На деле это оказалось не так. Однажды, когда моё помещение было занято секретарём партийной организации, а я гулял по главной дороге лагеря с Ициксоном в ожидании возможности попасть домой, ко мне подошел оперуполномоченный:
— Ну, как? Картина готова? Пойдемте-ка, посмотрим.
Я несколько растерялся и, замявшись, ответил, что помещение закрыто и, видимо, ключ взял с собой Голанков, ушедший на зону.
— Голанков? — сказал Зайцев. — Голанков дома. Он, вероятно, изнутри запёрся, пойдёмте постучим.
Ситуация для меня была не из приятных: явившись к дому вместе с чекистом, я явно должен был дать повод подумать, что привёл его туда сам. Однако выхода у меня не было. Подойдя к крыльцу, Зайцев приказал мне стучать в дверь, а сам остался в стороне. На мои стуки никто не откликнулся, и я, обернувшись, заявил:
— Никого нет.
— Есть, — спокойно сказал Зайцев и стал барабанить в дверь кулаками, — откройте, здесь оперуполномоченный.
Дверь приоткрылась, мимо нас прошмыгнула женская фигура, закутанная в платок, и побежала в женскую зону. За ней вышел несколько сконфуженный секретарь.
— Отдайте художнику ключ и пойдёмте со мной прогуляться, — любезно промолвил Зайцев.
На этом визиты прекратились. Секретарь партийной организации был снят со своей должности, освобождён от работы и исчез с нашего горизонта.

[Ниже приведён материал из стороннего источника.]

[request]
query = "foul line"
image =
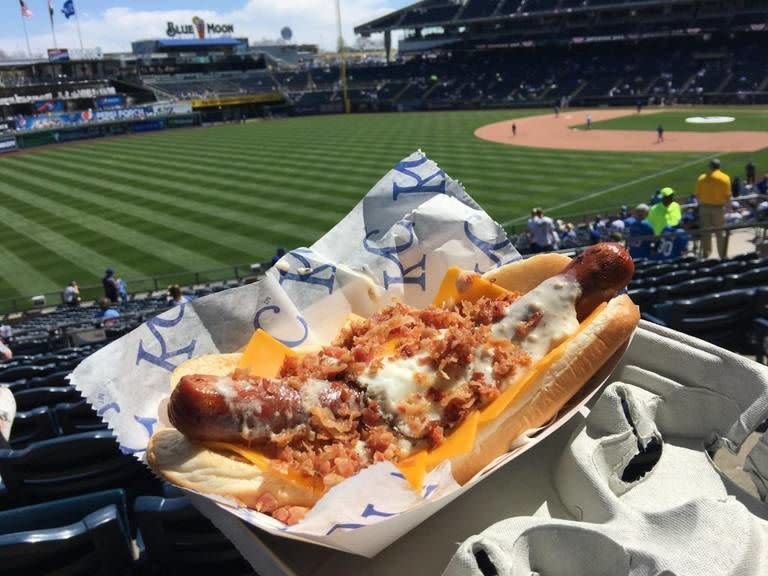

Что с ним стало потом, мне неизвестно, но на мне это никак не отразилось, ключей больше никто не просил, и мы с Голанковым избавились от неприятной обязанности быть хозяевами «дома свиданий начальствующего состава». К сожалению, сам Саша Голанков был большой донжуан, и мне часто приходилось быть свидетелем его любовных приключений, когда он на ночь приводил свою очередную «невесту».
Меня очень удивляла беззастенчивость этих дам, из которых одна была вольная и занимала должность начальницы культурно-воспитательной части. Очевидно, её увлечение тоже стало известно оперуполномоченному, и она была переведена в другой лагпункт, а к нам вместо неё явился очень молодой и очень симпатичный младший лейтенант Лебедев, лет, вероятно, девятнадцати.
Расставаясь с Голанковым, начальница плакала и причитала: — Саша, Саша, как я без тебя буду.
Сам Саша был очень рад от неё избавиться и привёл на следующую ночь дебелую волжскую немку, которую, по его словам, он отбил от хлебореза, жуликоватого еврея, работавшего на воле в торговом аппарате. Свою должность в лагере он, видимо, тоже рассматривал, как торговое предприятие, так как при его освобождении, происшедшем при мне, у него обнаружилось тысяч пятьдесят денег, обстоятельство, несколько задержавшее его освобождение. Однако начальство не могло или не хотело доказать его злоупотребления, и дело ограничилось конфискацией этих денег, а сам он уехал безнаказанно продолжать свою деятельность на воле.
128 Васнецов Виктор Михайлович (03.05.1848–23.07.1926), сын священника. Русский живописец-реалист. С 1878 г. член Товарищества передвижных художественных выставок.